Student testimonial
Student Milou Netten - MSc Data Science for Food and Health
Milou did a bachelor in Nutrition and Health at WUR and proceeded with the Msc Data Science for Food and Health. She is following the nutrition and health track with a special interest in nutrition and disease.
First year of the programme
I really enjoyed the first year of the master's Data Science for Food and Health. Coming from a nutrition background, I already had a lot of the domain knowledge, but I specialised myself further by following courses such as Nutrition and Cancer. The great thing about this master's programme for me was that I didn't need to have a stong background in data science, because I gained all the relevant data science knowledge and skills during the first year of the programme. In the first course ‘Data Science for Health: Principles’, we learned about all the basics of data science and immediately got to apply it in a practical way with relevant case studies. In later courses, this knowledge was expanded. For example, the course ‘Statistics for Data Science’ provided us with more in-depth knowledge of the statistics behind many data science methods.

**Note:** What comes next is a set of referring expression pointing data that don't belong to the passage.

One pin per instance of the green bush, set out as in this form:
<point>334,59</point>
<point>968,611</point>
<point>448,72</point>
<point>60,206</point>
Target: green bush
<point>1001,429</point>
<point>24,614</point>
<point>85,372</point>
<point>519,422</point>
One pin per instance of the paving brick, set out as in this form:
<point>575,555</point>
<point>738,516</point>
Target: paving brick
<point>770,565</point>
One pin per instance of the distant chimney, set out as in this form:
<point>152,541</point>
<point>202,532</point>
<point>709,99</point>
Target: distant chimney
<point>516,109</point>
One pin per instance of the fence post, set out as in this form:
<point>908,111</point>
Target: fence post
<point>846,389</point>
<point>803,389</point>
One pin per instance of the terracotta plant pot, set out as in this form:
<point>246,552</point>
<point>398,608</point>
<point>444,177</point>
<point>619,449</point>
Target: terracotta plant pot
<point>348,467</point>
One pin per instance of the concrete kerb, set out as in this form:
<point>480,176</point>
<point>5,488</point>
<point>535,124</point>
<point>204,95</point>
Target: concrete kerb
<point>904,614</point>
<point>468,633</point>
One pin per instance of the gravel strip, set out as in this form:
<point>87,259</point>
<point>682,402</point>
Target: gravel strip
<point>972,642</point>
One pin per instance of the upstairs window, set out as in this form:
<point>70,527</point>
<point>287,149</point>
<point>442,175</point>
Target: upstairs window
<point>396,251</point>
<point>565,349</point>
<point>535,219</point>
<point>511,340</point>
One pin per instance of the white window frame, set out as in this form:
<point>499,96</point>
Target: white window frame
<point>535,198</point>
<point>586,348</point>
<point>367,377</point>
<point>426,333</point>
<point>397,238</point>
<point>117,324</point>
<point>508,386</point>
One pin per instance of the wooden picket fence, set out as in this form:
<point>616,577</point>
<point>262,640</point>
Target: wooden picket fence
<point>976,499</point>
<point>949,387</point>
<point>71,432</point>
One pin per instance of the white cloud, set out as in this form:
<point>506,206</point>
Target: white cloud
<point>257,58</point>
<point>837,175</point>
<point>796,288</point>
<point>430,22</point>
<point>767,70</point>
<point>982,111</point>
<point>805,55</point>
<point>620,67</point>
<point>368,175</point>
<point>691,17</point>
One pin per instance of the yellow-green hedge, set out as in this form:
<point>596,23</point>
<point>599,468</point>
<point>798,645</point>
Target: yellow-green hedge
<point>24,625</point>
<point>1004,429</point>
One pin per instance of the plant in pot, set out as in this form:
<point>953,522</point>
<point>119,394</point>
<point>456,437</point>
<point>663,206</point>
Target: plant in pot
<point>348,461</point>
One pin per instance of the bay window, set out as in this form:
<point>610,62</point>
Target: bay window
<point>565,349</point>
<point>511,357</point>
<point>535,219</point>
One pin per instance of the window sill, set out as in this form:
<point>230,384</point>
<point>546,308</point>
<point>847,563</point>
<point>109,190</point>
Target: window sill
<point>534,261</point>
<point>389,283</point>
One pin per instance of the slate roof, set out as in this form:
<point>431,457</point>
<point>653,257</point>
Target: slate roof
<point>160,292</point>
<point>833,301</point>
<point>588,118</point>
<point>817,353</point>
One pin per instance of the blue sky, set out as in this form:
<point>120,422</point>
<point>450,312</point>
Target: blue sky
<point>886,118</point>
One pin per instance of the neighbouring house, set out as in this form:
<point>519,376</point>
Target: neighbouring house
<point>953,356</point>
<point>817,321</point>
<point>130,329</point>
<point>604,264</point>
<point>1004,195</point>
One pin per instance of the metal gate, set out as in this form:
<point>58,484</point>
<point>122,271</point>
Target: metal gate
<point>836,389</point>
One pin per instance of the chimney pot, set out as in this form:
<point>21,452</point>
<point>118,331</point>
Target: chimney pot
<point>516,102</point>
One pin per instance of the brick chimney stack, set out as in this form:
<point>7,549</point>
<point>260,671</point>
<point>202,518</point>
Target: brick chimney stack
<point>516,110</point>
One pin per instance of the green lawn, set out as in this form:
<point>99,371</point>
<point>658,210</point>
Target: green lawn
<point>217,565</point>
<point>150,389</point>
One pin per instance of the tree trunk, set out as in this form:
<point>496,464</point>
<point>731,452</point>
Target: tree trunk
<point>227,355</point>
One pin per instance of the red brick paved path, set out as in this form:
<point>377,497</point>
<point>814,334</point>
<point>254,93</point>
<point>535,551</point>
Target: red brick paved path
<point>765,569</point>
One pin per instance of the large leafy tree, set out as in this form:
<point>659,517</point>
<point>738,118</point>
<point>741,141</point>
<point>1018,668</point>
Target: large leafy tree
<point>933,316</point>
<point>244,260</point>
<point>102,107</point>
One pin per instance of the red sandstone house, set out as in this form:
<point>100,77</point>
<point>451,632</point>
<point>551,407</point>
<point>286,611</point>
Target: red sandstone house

Since I follow the nutrition and health track, I specialised further by following courses related to nutrition and health. I followed the thesis preperation course ‘Data Science for Nutritional Epidemiology’. During this course, we already got to apply much of what we learned to the field of nutrutional epidemiology. We worked with data from the COLON study, which is a cohort study performed at the WUR. My group and I investigated the relationship between lifestyle factors and cancer related fatigue in colon cancer survivors. I thought it was really cool that we worked with real-life data during this course, and I'll be able to bring much of what we learned during this course to my thesis next year.
Thesis
I'll be writing my thesis about a cohort study that followed people with Lynch Syndrome over the course of 13 years. Lynch syndrome is a genetic condition that increases the risk of many types of cancer. During the study, a lot of data was collected from the participants, such as data about diet and lifestyle. I'll be using this data to identify which lifestyle factors are predictive for NOT developing cancer during their lifetime. I'm excited to start this project, as this will be the first time that data science methods are used for this study, so hopefully, this will lead to interesting insights.
Overall impression
Overall, I'm really enjoying the master's Data Science for Food and Health. I especially like how you get to learn and apply data science skills at the same time. In the first year, you immediately start with interesting and relevant case studies, so it's not only theoretical. I also think the programme is set up very well. You start with learning the basics, and you grow your knowledge and skills with each course, so that by the end of the first year, you really feel like you have mastered data science enough to apply it on your own in your intership and thesis.